British Airways owner IAG today plunged to a €2bn (£1.7bn) half year loss as continued travel restrictions continue to batter the airlines group.
In the second quarter, the FTSE blue chip said that its airlines flew at a combined capacity of 21.9 per cent. For the coming period, it expects this to rise to 45 per cent.
Shares in the firm were down 3.8 per cent after the first hour of trading today.
Although eye-watering, the losses are roughly half those that IAG made in the same period in 2020, when the pandemic first grounded flights around the world.
Chief executive Luis Gallego said that Vueling and Iberia were the group’s best performing carriers, due to fewer restrictions in Latin America and mainland Europe.
He also welcomed the UK government’s recent decision to exempt fully vaccinated people from the EU and US from quarantining on arrival in the UK, describing it as an “important first step in reopening transatlantic travel”.
The transatlantic market is key to BA in particular, with the carrier operating 35 per cent of all capacity on the lucrative routes, according to analysts Cirium.

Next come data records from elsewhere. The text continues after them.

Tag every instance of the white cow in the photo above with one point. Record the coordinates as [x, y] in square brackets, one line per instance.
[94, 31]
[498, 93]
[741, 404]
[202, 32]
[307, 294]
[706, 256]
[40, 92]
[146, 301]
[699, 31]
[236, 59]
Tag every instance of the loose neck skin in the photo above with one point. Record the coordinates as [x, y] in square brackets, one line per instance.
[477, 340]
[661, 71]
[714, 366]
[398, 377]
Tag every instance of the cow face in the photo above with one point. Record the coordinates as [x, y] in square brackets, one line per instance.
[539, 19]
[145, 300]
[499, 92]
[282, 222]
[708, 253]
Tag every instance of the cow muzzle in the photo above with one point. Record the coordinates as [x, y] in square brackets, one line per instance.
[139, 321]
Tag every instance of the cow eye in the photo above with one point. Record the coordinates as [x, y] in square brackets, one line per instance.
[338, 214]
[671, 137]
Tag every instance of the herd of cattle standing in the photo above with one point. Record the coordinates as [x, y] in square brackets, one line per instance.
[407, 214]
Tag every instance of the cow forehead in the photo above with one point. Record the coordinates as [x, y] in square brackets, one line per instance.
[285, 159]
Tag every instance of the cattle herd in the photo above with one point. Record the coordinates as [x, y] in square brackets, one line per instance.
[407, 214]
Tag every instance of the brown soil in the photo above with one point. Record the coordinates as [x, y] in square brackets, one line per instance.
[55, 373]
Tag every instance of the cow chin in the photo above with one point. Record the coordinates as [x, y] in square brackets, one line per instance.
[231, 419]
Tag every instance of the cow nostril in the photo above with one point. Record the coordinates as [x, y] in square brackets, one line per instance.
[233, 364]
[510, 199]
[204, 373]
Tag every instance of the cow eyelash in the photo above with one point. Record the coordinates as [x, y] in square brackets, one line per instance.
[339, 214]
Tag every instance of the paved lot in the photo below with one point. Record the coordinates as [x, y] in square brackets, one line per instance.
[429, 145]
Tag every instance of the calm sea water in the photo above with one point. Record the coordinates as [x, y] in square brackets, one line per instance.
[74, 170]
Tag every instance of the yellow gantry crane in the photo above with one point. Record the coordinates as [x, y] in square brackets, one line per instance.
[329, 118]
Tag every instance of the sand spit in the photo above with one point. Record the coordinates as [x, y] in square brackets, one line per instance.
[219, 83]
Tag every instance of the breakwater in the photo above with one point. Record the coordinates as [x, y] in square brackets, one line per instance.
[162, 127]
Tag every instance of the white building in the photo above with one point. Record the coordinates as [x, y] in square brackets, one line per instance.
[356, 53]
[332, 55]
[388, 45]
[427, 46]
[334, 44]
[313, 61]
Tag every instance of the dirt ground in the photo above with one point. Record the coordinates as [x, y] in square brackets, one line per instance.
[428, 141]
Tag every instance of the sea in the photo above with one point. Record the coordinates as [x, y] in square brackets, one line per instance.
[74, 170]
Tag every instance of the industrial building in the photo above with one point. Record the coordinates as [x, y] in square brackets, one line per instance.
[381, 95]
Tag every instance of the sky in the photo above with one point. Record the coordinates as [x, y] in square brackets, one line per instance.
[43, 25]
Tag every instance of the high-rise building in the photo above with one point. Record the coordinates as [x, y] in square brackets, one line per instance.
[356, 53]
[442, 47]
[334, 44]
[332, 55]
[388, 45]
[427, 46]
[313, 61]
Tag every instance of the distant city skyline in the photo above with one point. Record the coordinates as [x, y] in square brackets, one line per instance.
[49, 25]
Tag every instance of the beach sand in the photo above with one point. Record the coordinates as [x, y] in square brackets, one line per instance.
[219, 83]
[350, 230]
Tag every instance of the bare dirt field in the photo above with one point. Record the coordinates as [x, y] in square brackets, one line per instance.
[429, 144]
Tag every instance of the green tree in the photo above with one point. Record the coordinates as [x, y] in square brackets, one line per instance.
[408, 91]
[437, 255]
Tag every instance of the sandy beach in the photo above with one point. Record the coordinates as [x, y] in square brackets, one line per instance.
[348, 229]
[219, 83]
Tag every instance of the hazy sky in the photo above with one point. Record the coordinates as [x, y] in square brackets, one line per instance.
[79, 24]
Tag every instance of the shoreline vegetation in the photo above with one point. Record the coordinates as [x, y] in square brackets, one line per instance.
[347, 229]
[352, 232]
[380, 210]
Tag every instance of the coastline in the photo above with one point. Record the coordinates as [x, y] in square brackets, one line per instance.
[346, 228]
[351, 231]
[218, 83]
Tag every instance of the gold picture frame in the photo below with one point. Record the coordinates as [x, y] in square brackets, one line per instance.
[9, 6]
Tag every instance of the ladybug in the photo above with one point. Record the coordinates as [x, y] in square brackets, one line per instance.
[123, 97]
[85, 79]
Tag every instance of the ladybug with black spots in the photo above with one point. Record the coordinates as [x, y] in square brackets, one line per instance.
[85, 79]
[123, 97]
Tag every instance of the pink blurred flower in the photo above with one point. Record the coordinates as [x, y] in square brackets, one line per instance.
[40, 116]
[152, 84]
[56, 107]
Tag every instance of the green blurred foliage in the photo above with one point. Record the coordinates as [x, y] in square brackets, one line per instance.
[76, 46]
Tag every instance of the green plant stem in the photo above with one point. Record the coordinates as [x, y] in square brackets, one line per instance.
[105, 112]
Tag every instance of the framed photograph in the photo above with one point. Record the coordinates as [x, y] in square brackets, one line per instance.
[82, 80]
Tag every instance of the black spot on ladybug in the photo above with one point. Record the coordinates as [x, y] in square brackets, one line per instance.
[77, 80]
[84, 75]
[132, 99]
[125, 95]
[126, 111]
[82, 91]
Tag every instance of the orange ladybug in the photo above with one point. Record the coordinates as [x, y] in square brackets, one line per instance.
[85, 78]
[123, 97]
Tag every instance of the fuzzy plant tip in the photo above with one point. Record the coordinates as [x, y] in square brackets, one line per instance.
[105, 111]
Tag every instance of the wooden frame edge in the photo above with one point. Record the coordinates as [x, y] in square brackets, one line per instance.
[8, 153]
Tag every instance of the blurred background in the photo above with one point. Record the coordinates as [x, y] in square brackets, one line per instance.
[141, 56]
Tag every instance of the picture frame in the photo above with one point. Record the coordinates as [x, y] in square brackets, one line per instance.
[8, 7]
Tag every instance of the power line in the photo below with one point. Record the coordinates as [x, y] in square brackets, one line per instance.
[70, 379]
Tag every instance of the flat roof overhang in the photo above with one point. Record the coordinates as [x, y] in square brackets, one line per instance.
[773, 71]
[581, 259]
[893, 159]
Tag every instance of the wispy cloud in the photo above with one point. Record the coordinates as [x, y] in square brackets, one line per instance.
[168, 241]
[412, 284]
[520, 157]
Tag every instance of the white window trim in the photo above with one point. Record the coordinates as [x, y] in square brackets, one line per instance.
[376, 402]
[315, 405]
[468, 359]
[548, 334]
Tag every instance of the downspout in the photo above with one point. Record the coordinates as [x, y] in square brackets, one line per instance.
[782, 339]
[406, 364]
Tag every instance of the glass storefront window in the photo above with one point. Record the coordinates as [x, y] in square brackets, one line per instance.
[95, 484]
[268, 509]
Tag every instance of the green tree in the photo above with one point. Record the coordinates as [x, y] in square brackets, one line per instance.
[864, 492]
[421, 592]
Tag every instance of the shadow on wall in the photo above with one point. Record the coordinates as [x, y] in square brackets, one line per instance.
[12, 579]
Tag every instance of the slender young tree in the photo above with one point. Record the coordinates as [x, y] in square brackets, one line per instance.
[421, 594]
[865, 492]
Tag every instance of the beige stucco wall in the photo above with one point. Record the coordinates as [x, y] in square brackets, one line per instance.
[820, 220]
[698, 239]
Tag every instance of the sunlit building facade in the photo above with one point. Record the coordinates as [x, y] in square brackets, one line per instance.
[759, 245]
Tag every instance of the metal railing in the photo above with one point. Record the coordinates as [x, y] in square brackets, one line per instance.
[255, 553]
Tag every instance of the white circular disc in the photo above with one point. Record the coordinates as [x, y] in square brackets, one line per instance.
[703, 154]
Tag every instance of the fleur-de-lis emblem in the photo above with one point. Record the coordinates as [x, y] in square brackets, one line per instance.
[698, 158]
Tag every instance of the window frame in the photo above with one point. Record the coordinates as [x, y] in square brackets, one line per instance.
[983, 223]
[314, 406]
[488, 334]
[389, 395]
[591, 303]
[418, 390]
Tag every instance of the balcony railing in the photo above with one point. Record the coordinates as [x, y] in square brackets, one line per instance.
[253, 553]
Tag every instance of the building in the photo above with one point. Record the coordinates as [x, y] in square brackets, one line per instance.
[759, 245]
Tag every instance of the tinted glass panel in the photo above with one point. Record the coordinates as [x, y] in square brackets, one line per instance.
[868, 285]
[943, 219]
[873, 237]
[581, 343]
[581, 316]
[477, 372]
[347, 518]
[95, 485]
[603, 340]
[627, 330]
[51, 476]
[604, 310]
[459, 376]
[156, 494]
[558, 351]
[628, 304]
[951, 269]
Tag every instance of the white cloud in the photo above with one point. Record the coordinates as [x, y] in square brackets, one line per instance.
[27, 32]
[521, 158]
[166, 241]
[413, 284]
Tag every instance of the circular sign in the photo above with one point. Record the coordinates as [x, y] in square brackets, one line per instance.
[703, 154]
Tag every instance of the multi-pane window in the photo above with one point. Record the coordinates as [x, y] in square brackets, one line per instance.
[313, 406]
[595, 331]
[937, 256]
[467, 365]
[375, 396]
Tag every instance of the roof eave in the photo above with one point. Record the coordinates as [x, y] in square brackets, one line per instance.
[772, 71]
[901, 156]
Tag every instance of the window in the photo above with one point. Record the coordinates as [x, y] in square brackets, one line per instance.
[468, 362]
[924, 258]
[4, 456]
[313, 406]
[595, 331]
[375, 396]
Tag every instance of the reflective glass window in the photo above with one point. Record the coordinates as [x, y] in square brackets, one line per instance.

But compared to pre-pandemic levels, its capacity on the routes is down 84 per cent year-on-year.
Due to the ongoing uncertainty over travel restrictions, IAG said that it was not providing any further profit guidance for 2021.
It added that it had liquidity of €10.2bn, while it is currently burning cash at a rate of €190m per week.
Keith Bowman, equity analyst at Interactive Investor, said: “IAG has taken considerable action since the start of the pandemic to conserve cash, bolster its finances and wait out the worst crisis in the industry’s history.
“Vaccination rates across much of the world continue to rise and governments such as those in the UK and US remain eager to ease restrictions.
“In all, and while an 80 per cent-plus gain in the share price since late October 2020, and just prior to vaccination development success, should not be forgotten, a consensus analyst fair price estimate of 237p per share has to date left overall market opinion pointing towards a ‘buy’.”
But Laura Hoy, equities analyst at Hargreaves Lansdown, said the pandemic would “leave scars that will follow the group well into the future”.
“You can’t dress up the fact that IAG is in a terrible position right now. Management’s done a terrific job making the most of the situation—operating costs have come down significantly and cargo revenue is at an all-time high. But IAG’s in the business of flying people around the world, a tricky place to be in a global pandemic.
“Long-haul traffic will be last to recover, and IAG’s position within Europe means it’s at the mercy of many of different government restrictions. The group doesn’t expect passenger demand to return to pre-pandemic levels until 2023 at the earliest, leaving no choice but to continue paring down operations.”